I wish I knew just what those cheap smokes are;
It seem’st to me they’re made of glue and tar.
Ah, me! I’m weaker than a half-starved cat.
Oh, let them smoke henceforth, say’st I, who will,
For who am I that I shouldst dare condemn
Their vile tobacco? I have hadst my fill:
Let others have it; I sha’n’tst envy them,
For I’llst not never smoke no more until
I’m ten times older than Mathusalem!

SONNET WROTE WHILST THINKIN’ ABOUT A VACATION SPENT ON A FARM

O Farmer, independentest of all
Mankind art thou! I know, because, last year
I spent my whole vacation, pretty near,
On Uncle Eben’s farm, and though I’m small,
I hoed the corn and beans, and helped him haul
And stack his hay. I’dst work until I’dst fear
I’dst just drop down and end my sad career
Before they’dst give the welcome dinner call.
My uncle dost not weigh his words with care,
For once he told me that I wast a shirk;
But I wouldst rather breathe the country air
Than be a shut-in office-boy or clerk;
For I found out whilst visitin’ out there
That I like farmin’, but I hate farm work.
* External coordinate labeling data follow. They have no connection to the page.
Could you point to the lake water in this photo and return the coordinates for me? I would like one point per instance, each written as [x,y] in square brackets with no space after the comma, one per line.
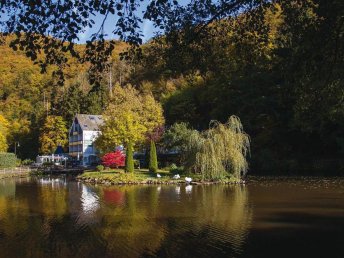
[58,217]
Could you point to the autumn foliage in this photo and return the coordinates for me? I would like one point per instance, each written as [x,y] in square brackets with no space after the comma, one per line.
[114,159]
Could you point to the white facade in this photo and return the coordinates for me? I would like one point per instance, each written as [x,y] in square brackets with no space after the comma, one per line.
[82,134]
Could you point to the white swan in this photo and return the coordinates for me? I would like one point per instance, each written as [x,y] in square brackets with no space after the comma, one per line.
[188,179]
[177,176]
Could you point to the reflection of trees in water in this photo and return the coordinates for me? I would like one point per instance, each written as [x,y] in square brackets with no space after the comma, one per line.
[212,220]
[131,229]
[129,221]
[176,220]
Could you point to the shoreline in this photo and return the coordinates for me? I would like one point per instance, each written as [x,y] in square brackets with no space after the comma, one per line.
[143,179]
[13,173]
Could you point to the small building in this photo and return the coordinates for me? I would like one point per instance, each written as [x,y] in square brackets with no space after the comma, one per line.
[82,134]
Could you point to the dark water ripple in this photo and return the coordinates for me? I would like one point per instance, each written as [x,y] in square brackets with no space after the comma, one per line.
[269,217]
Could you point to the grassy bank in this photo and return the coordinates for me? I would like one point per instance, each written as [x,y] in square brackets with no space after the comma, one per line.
[142,176]
[14,172]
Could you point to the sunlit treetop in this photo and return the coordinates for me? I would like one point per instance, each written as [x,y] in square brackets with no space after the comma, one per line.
[46,30]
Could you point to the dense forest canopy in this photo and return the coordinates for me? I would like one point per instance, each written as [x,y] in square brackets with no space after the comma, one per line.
[278,65]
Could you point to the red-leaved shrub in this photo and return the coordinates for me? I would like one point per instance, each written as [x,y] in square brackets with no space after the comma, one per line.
[114,159]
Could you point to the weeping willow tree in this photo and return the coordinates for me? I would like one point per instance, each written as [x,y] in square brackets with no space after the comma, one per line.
[219,151]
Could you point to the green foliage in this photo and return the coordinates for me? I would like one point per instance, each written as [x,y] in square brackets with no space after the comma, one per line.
[27,162]
[53,133]
[100,168]
[129,117]
[174,169]
[129,159]
[4,124]
[220,149]
[137,163]
[176,138]
[7,160]
[153,158]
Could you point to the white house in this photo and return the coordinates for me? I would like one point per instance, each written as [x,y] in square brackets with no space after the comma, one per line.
[82,134]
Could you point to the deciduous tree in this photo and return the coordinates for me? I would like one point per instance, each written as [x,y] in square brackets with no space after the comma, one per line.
[53,133]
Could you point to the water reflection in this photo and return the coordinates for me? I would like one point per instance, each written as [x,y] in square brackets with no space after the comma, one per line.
[89,200]
[54,217]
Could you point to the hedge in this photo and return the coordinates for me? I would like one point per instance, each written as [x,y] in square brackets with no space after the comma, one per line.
[7,160]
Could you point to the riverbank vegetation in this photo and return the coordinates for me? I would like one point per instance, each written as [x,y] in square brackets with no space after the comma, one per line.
[144,176]
[278,66]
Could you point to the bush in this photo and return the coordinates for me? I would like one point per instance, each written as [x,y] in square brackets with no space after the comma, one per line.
[114,159]
[136,163]
[174,169]
[129,160]
[7,160]
[27,162]
[100,168]
[153,160]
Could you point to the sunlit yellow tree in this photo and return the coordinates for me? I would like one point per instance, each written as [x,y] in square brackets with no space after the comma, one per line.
[53,133]
[4,124]
[129,117]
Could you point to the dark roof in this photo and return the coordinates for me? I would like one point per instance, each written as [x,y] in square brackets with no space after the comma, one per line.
[90,122]
[59,150]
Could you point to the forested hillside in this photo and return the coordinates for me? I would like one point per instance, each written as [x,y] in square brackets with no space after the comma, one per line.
[283,79]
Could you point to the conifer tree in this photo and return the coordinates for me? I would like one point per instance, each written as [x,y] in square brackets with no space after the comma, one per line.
[129,160]
[153,159]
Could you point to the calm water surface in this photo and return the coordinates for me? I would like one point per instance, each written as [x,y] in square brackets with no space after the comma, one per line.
[58,217]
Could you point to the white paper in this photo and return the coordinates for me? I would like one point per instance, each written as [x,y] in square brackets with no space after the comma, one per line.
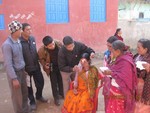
[103,68]
[28,81]
[139,64]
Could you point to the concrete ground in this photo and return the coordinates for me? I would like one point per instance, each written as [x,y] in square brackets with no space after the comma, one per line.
[49,107]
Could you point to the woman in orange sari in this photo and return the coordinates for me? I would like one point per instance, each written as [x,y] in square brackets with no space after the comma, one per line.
[80,98]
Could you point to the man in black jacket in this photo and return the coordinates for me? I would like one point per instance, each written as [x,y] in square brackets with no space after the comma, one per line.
[32,66]
[68,58]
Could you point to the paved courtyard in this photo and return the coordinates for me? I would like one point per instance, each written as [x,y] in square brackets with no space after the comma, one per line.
[49,107]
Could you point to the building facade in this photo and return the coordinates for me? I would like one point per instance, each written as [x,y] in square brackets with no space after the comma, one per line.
[88,21]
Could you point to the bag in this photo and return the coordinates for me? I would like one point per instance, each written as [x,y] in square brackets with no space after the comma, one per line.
[141,108]
[139,88]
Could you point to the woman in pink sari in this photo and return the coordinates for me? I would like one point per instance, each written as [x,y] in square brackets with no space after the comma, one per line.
[123,81]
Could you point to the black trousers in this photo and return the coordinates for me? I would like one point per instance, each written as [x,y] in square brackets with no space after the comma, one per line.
[56,83]
[39,84]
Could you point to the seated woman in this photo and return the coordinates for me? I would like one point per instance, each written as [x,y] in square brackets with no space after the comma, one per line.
[80,98]
[143,95]
[123,83]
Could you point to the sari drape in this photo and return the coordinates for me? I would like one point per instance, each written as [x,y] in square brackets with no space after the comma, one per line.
[83,101]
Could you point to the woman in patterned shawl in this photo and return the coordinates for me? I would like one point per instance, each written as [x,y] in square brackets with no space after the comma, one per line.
[143,95]
[80,98]
[123,81]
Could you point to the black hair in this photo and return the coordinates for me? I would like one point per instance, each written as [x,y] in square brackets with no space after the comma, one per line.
[117,30]
[86,56]
[118,45]
[67,40]
[145,44]
[24,25]
[47,40]
[112,39]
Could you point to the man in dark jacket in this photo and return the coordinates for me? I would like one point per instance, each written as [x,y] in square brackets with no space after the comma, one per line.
[48,55]
[32,66]
[68,58]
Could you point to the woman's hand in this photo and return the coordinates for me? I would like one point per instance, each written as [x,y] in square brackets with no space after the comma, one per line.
[75,91]
[46,66]
[147,67]
[15,83]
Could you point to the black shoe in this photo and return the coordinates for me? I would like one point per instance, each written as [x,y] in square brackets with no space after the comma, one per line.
[57,102]
[33,106]
[61,97]
[42,100]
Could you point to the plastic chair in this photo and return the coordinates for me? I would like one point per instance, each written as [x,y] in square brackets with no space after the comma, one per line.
[95,99]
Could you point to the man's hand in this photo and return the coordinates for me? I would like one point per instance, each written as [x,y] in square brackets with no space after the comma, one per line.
[107,72]
[16,83]
[92,55]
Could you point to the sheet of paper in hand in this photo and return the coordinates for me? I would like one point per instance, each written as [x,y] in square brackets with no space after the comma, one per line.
[139,65]
[103,68]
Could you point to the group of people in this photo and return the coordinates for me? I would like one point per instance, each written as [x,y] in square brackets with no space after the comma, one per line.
[125,86]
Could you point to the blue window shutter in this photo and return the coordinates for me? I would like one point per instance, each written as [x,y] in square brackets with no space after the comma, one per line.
[2,24]
[97,10]
[57,11]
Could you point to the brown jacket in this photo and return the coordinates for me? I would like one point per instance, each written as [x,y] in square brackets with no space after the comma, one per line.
[44,56]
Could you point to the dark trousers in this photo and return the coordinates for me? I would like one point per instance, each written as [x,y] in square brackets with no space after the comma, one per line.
[39,84]
[56,83]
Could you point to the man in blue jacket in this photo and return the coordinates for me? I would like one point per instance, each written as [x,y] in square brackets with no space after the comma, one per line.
[32,66]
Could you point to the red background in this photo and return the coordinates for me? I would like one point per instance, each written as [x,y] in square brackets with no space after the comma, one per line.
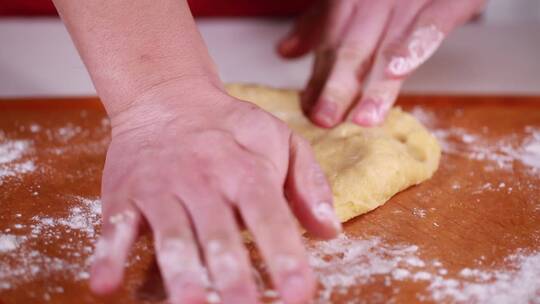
[200,8]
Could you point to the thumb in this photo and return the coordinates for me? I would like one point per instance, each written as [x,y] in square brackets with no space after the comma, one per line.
[308,191]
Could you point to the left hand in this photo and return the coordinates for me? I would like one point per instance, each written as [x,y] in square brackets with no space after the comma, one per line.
[385,40]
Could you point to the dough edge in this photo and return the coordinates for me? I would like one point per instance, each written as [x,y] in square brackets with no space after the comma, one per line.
[399,154]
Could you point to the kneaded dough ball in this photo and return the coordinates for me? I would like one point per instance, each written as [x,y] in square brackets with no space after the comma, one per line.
[365,166]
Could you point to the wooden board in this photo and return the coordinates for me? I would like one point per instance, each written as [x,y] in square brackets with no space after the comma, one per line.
[470,234]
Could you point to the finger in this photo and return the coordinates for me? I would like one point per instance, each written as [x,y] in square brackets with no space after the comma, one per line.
[308,191]
[119,231]
[264,210]
[352,57]
[222,246]
[176,249]
[338,16]
[305,34]
[321,68]
[381,92]
[432,25]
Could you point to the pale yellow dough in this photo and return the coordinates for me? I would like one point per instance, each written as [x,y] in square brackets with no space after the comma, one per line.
[365,166]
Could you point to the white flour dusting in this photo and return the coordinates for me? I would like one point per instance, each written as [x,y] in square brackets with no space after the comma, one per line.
[344,262]
[503,152]
[12,163]
[77,229]
[9,242]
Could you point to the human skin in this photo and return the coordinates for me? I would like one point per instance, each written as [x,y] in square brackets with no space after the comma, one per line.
[186,157]
[365,49]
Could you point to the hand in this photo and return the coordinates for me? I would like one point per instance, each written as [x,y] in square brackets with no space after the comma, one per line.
[355,39]
[187,158]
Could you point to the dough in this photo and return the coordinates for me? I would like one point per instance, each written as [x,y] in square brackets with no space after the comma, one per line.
[365,166]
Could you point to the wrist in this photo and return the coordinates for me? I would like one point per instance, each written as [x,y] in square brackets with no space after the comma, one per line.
[161,103]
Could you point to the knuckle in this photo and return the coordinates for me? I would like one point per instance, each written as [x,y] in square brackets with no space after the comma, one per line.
[339,91]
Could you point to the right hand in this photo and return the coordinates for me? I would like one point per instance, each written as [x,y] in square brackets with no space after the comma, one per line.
[187,158]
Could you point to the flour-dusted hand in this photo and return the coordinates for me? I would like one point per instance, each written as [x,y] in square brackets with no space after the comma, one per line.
[188,158]
[358,40]
[188,168]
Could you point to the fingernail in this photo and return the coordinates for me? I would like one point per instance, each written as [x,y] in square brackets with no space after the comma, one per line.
[423,43]
[368,113]
[324,114]
[289,44]
[324,212]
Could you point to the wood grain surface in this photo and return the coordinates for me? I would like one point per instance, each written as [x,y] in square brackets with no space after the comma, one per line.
[470,234]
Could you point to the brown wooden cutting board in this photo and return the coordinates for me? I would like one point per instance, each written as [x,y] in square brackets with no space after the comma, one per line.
[469,234]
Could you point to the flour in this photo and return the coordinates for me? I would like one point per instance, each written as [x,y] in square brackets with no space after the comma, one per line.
[26,264]
[9,242]
[503,152]
[12,163]
[344,263]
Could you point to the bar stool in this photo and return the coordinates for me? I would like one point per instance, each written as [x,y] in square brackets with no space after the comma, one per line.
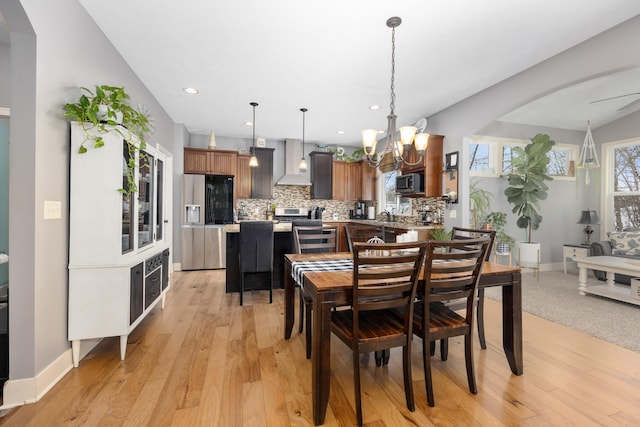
[256,252]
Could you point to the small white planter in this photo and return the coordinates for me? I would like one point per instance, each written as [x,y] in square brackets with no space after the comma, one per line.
[503,248]
[103,111]
[529,255]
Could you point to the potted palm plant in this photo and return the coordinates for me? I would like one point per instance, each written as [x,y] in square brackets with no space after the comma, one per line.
[497,221]
[479,202]
[526,189]
[107,109]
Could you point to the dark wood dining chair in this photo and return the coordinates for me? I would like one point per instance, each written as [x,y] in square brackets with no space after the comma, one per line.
[460,233]
[385,278]
[452,271]
[313,239]
[256,252]
[362,233]
[302,222]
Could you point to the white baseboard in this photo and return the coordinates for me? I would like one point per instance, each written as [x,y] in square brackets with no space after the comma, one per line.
[29,390]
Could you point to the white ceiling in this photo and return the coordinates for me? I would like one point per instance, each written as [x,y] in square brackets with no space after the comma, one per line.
[333,57]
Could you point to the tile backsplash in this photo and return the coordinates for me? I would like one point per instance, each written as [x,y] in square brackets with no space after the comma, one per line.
[290,196]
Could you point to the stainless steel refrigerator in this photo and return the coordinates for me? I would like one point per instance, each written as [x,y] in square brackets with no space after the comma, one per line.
[207,205]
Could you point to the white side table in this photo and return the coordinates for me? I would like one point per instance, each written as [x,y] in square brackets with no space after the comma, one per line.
[574,251]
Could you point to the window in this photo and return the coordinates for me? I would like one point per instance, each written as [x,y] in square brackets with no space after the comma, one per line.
[479,157]
[623,192]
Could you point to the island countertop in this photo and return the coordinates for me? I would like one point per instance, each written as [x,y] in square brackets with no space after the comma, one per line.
[286,226]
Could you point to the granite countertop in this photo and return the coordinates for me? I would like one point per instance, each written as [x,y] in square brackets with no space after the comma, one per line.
[286,226]
[277,227]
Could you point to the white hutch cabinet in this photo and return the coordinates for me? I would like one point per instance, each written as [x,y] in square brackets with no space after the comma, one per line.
[118,244]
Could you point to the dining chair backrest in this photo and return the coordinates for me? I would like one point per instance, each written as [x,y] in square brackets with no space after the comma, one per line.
[362,233]
[383,287]
[385,275]
[452,270]
[316,239]
[460,233]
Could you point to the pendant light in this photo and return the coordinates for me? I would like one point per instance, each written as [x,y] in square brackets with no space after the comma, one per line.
[396,151]
[588,155]
[303,162]
[253,162]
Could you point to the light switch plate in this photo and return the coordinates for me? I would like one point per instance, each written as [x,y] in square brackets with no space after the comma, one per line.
[52,209]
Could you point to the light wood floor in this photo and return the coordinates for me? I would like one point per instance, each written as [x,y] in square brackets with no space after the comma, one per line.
[206,361]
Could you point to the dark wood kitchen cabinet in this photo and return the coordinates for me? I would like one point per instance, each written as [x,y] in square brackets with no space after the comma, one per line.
[353,181]
[321,175]
[431,167]
[340,180]
[368,181]
[262,176]
[210,162]
[242,181]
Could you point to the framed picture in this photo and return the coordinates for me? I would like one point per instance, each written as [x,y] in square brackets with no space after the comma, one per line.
[451,160]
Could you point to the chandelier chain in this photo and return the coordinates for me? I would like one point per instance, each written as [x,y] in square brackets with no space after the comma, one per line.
[392,105]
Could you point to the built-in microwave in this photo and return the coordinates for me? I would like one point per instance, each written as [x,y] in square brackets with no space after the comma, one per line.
[409,183]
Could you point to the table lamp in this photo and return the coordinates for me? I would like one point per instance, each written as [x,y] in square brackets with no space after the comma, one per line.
[589,218]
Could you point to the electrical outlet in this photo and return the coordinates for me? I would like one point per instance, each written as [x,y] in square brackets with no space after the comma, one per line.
[52,209]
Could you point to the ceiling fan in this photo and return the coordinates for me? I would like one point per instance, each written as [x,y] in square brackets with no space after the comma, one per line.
[625,107]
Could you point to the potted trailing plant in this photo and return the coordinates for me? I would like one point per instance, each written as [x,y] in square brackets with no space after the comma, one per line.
[526,188]
[101,111]
[440,233]
[498,220]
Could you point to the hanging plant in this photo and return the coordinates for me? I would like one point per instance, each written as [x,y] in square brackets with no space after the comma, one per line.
[105,110]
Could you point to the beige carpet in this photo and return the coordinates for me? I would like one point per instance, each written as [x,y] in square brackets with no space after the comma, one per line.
[555,297]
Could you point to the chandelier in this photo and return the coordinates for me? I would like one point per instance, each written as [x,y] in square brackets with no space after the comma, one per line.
[396,152]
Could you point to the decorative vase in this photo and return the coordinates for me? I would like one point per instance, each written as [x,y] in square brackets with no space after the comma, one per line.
[502,248]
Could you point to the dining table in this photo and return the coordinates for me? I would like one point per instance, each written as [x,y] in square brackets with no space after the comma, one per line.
[327,280]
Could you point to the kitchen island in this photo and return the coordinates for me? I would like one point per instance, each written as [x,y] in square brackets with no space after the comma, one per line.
[281,246]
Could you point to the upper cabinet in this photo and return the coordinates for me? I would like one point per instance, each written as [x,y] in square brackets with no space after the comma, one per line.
[118,243]
[210,162]
[321,175]
[339,177]
[368,181]
[353,180]
[430,167]
[262,176]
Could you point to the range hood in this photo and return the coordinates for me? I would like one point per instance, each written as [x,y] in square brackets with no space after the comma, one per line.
[292,156]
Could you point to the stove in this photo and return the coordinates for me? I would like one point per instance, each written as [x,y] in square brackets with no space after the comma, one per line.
[289,214]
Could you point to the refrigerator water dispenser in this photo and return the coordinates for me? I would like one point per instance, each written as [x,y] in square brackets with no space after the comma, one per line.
[192,214]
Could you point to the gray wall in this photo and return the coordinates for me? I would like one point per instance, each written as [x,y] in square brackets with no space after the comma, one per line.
[611,51]
[55,49]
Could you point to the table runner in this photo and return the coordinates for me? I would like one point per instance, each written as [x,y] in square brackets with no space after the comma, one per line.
[300,267]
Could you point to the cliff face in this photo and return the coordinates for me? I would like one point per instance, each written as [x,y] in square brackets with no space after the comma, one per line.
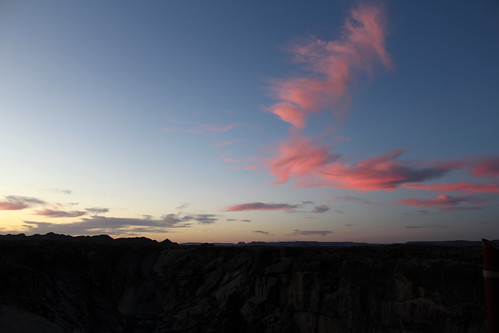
[139,286]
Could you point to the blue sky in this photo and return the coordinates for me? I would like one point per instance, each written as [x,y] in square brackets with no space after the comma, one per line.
[223,121]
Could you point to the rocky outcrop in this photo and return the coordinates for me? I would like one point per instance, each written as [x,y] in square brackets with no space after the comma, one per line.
[104,285]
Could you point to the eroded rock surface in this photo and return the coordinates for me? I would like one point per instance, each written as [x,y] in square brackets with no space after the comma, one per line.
[62,284]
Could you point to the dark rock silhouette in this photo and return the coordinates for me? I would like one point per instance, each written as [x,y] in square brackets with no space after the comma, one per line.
[56,283]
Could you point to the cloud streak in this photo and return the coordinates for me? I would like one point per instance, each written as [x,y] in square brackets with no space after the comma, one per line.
[14,202]
[442,200]
[456,187]
[259,206]
[312,232]
[331,66]
[60,213]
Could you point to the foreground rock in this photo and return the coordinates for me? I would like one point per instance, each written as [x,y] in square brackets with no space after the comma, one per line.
[61,284]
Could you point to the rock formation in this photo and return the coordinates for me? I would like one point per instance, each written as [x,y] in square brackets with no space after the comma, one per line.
[57,283]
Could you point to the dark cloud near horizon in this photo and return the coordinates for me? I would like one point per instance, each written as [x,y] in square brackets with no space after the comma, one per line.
[312,232]
[260,206]
[321,209]
[60,213]
[352,198]
[15,202]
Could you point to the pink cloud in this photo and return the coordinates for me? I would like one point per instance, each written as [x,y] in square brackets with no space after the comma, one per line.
[312,232]
[5,205]
[15,202]
[460,186]
[212,128]
[442,200]
[315,165]
[299,157]
[258,206]
[487,167]
[333,65]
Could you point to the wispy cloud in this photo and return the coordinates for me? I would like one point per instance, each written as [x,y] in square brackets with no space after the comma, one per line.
[331,67]
[260,206]
[97,210]
[14,202]
[460,186]
[60,213]
[351,198]
[182,205]
[321,209]
[314,165]
[226,143]
[442,200]
[58,190]
[312,232]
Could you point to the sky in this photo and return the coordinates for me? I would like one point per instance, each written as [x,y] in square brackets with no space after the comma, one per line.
[228,121]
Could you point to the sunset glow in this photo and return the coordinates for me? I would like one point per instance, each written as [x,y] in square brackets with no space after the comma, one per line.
[229,122]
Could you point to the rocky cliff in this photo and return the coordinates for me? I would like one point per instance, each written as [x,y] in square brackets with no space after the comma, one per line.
[96,284]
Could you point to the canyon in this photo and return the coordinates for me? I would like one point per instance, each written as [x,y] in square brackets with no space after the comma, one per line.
[57,283]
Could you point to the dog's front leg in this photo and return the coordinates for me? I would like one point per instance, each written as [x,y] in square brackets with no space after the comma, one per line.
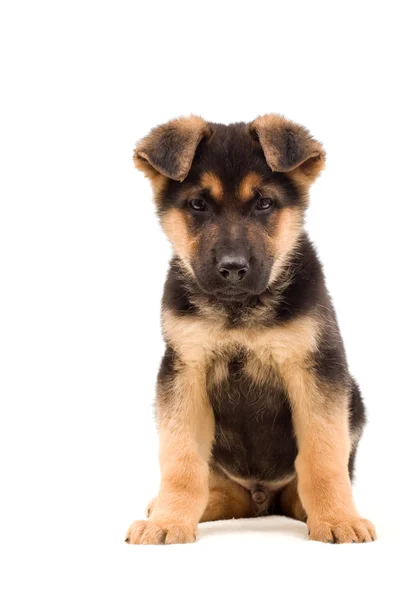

LINES COMPOSED AFTER SEEIN’ A BOOK FULL OF BYRON’S LOVE LETTERS

One reason why I’m ’most afraid to get
So famous like we poets always do,
Is that they’ll print my spoony letters, too,
As is the way with all of us who let
Our fancies caper. Hadst I thought whilst yet
Unknown, I’dst be a poet, quite a few
Endearin’ words with which I soughtst to woo
More girls than one I’dst not have wrote, you bet!
If Susan Sanderson shouldst find I sent
The valentine I saidst I wrote for her
To Jane Jones, too, the thirty cents I’ve spent
For soda water’s wasted, I’dst infer:
Why must we poets do things we’ll repent?
And oh! why thus didst me and Byron err?

SONNET WROTE AFTER HEARIN’ A YOUTH ORATIN’ ABOUT “CASABIANCA”

O Boy, that stood’st upon the burnin’ deck
And gotst thyself in our school readers and
The “Whoop-’er-up” school speakers of our land
Because thou wouldst not leave that sinkin’ wreck,
Oh, don’tst thou think if thou hadst saved thy neck
And wisely cut and run to beat the band,
Thou couldst have later done things still more grand?
Alas! too soon didst death thy valor check!
Oh, didst thou stay because thou couldst not swim?
Or wast it fame for which thy heart didst yearn?
Of course thou gotst a name time canst not dim,
But seemst to me that all I canst discern
In thy foolhardy, stickin’-to-it whim
Is that thou deemed the world hadst boys to burn.